Here is how the whole reporting of hospital-acquired conditions began: the hospital billing form was changed to include fields for present-on-admission indicators for EVERY SINGLE coded diagnosis for EVERY patient, whether they're Medicare, Blue Cross, whoever. The indicator choices are "Y-yes", "N--no", "U-unable to determine" or "W-not enough information to determine".

Beginning 10/1/07 this information has been going out to everyone: Medicare, commercial carriers, public aid, whoever. Once it is "out there" hospitals no longer have control over who sees it. Patient names may be protected, but the hospital-acquired condition (HAC) info isn't.

Many websites (HealthGrades, LeapFrog, Hospitalcompare) are using this information to provide information to the public about hospital performand.

Who controls what gets reported? The physicians. Only physician documentation is allowable for the reporting of ANY diagnoses. The information (positive urine cultures, etc) may be in the record but coders are not allowed to code from anything but physician documentation; this means the doctor must state the diagnosis in his dication, progress notes or orders first.

So: if the doc doesn't document the UTI/MRSA whatever until the 4th or 5th day of the stay the coder will code that diagnosis as "not present on admission".

Look at the situation another way: if you brought your car in to have the oil changed and drove away and your car failed due to the service station accidentally forgetting to replace the oil or, perhaps, draining your transmission fluid, wouldn't you expect the service station to pay for the repairs? Of course you would. Would you accept their excuse "well, it was an old car anyway". Of course not.

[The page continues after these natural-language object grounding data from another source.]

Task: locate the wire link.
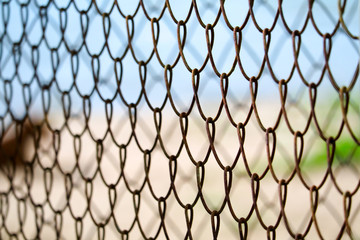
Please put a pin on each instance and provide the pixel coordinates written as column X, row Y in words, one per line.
column 101, row 140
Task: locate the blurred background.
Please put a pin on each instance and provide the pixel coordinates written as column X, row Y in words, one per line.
column 179, row 120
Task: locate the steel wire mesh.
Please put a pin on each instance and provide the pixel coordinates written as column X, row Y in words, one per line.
column 179, row 120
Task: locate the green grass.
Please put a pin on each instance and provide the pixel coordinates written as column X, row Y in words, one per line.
column 346, row 152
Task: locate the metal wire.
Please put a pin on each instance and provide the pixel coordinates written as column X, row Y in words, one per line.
column 167, row 120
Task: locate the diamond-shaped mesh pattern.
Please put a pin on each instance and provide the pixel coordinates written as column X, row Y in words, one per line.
column 161, row 119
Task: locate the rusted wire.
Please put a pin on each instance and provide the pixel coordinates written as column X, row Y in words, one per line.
column 110, row 132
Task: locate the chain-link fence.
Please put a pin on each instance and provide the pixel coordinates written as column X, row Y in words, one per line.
column 162, row 119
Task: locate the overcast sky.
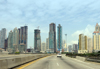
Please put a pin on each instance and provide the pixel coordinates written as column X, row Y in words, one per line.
column 75, row 17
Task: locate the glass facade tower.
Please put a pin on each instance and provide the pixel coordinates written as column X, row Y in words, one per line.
column 59, row 38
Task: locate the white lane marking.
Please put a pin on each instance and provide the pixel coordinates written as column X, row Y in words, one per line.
column 57, row 64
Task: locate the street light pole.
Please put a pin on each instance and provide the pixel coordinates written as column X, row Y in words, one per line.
column 66, row 40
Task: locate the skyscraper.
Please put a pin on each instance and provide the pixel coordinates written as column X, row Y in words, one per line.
column 47, row 44
column 96, row 38
column 52, row 37
column 59, row 38
column 2, row 37
column 82, row 44
column 43, row 47
column 10, row 42
column 75, row 48
column 16, row 39
column 69, row 48
column 37, row 40
column 6, row 44
column 90, row 45
column 23, row 38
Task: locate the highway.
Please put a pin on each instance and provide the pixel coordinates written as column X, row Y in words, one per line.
column 52, row 62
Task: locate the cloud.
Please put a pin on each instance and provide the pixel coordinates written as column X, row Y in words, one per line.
column 87, row 31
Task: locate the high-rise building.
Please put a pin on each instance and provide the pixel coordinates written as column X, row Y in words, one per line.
column 89, row 45
column 2, row 37
column 75, row 48
column 96, row 39
column 16, row 39
column 64, row 46
column 47, row 44
column 78, row 44
column 82, row 44
column 43, row 47
column 69, row 48
column 10, row 42
column 23, row 38
column 6, row 44
column 59, row 38
column 37, row 40
column 52, row 38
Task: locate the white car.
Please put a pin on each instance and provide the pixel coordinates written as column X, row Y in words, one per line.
column 59, row 55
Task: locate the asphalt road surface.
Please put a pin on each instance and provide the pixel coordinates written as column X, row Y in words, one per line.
column 52, row 62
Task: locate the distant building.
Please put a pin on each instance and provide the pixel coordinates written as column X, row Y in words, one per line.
column 96, row 39
column 47, row 44
column 64, row 46
column 23, row 34
column 10, row 42
column 69, row 48
column 75, row 48
column 6, row 44
column 43, row 47
column 52, row 38
column 82, row 44
column 16, row 39
column 59, row 38
column 78, row 44
column 37, row 40
column 90, row 45
column 2, row 37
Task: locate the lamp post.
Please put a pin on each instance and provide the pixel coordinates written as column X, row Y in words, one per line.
column 66, row 39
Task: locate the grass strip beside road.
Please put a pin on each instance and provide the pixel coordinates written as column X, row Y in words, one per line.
column 25, row 65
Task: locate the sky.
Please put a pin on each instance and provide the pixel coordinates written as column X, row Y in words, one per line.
column 75, row 16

I review thousands of inpatient records every year with the specific goal of analyzing the physician documentation (and sometimes nursing documentation) to ensure that every condition that is treated, monitored or evaluated is documented. This is what constitutes a compliant record of the patient's care.

I've seen a disturbing trend of less and less documentation of what we're doing for our patients. There's less documentation that critical conditions were monitored, less documentation that sterile technique was used, and probably the biggest infection issue is that more and more is delegated to unlicensed personnel who have less than optimal infection-control techniques. Procedures that were previously done by nurses who used careful sterile technique are now delegated to aides who only have to have 6 week's training and from what I've seen, easily influenced by others' bad habits.

The fact is, we ARE causing these problems. But now everyone will know we are and this is forcing hospitals to take action and preventative measures. The result will be better patient care. People are being forced to be more careful, document more specifically and to be aware of the risk factors that cause these incidents. I don't see this as a bad thing. The maxim "if you didn't document it you didn't do it" is still true today.

Which of the nurses out there doesn't dread having to be a patient in a hospital today? I know that I do and if I was I'd want a nurse friend at my bedside 24 hours a day to make sure that I received the proper care.

Medicare already has a system in place to monitor, heart failure and Pneumonia, and surgical measures, adding more won't be new to them.

Amen to that...Ours is the only system I know where a doc would dispense antibiotics to treat the common cold just to shut the parent up.."

Just FYI, in some countries you can buy antibiotics at a pharmacy without a prescription. Also, when I lived abroad in another country, many patients wouldn't feel that they got their money's worth for the appointment if the MD didn't give them some kind of medicine; the MDs, competing for patients, catered to that customer demand by dispensing antibiotics even when they probably wouldn't make a difference... so US isn't "the only system" that overuses antibiotics to satisfy "customer demands". It doesn't make it right, but it's not uncommon either.